For some who follow the Christian year, yesterday was the day they remembered the redemptive historical event of Jesus’ Christ’s ascension. We use it as a time to remember this key biblical truth of the work of Christ.
In God’s redemptive work, Jesus’ ascension (Acts 1:9) was to be seated at God’s right hand (Rom. 8:34; Eph. 1:20; Heb. 1:3; 8:1; 10:12; 12:2; 1 Pet. 3:22) and to engage in intercession for believers (Rom. 3:34; Heb. 7:25). That is Jesus’ present ministry and our glorious experience.
Here are a few additional essays focusing on some of the “implications” of Christ’s ascension and also some of the “benefits” we receive from Jesus’ ascension. I include just the lists, and encourage you to read the whole essay.
Steve Mathewson, 5 Ways the Ascension Benefits You, states Jesus Christ’s ascension is critical to the redemption story. Collapsing the ascension into the resurrection means we miss many important truths of Christ’s work and benefits we receive as believers. He lists five.
Now you know why Jesus disappeared. His ascension wasn’t merely an exclamation point at the end of the resurrection; it provided his followers with power, grace, mercy, presence, gifts, and anticipation enabling them to advance his mission.
Jared C. Wilson, 5 Things The Ascension Means, reminds readers that the ascension is an essential aspect of gospel doctrine. He lists five implications of Christ’s ascension.
Kevin DeYoung, Happy Ascension Day, focuses on three ways Christ’s ascension benefits believers, looking to the Heidelberg Catechism (Question and Answer 49) for insight.

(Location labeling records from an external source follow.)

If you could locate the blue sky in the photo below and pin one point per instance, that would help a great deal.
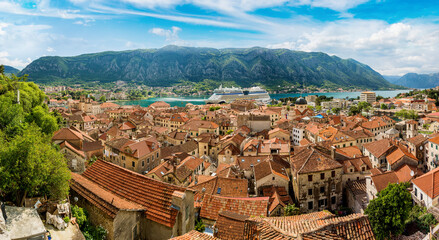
(393, 37)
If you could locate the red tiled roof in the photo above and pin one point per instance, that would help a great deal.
(195, 235)
(314, 159)
(230, 226)
(378, 148)
(429, 183)
(154, 195)
(354, 226)
(104, 200)
(227, 187)
(211, 206)
(269, 167)
(382, 180)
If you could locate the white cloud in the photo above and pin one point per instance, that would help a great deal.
(19, 42)
(5, 59)
(169, 34)
(391, 49)
(42, 8)
(336, 5)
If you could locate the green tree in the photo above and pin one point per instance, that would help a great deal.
(31, 166)
(390, 210)
(290, 210)
(353, 110)
(336, 110)
(199, 226)
(363, 105)
(407, 114)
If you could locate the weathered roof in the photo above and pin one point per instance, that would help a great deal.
(195, 235)
(269, 167)
(354, 226)
(211, 206)
(227, 187)
(154, 195)
(429, 183)
(230, 225)
(378, 148)
(314, 159)
(108, 202)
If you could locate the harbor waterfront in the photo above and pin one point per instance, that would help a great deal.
(200, 100)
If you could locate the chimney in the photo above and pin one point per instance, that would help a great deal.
(3, 208)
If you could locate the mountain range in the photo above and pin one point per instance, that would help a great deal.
(243, 66)
(10, 70)
(414, 80)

The good news of this holy day is that Jesus Christ is exercising the dominion that man was made to have from the very beginning (Gen. 1:28). The ruin of the first Adam will be undone by the reign of the second. Because of Christ’s ascension, we know that the incarnation continues, Christ’s humanity lives on in heaven, the Spirit lives in our hearts, and a flesh-and-blood, divine human being rules the universe.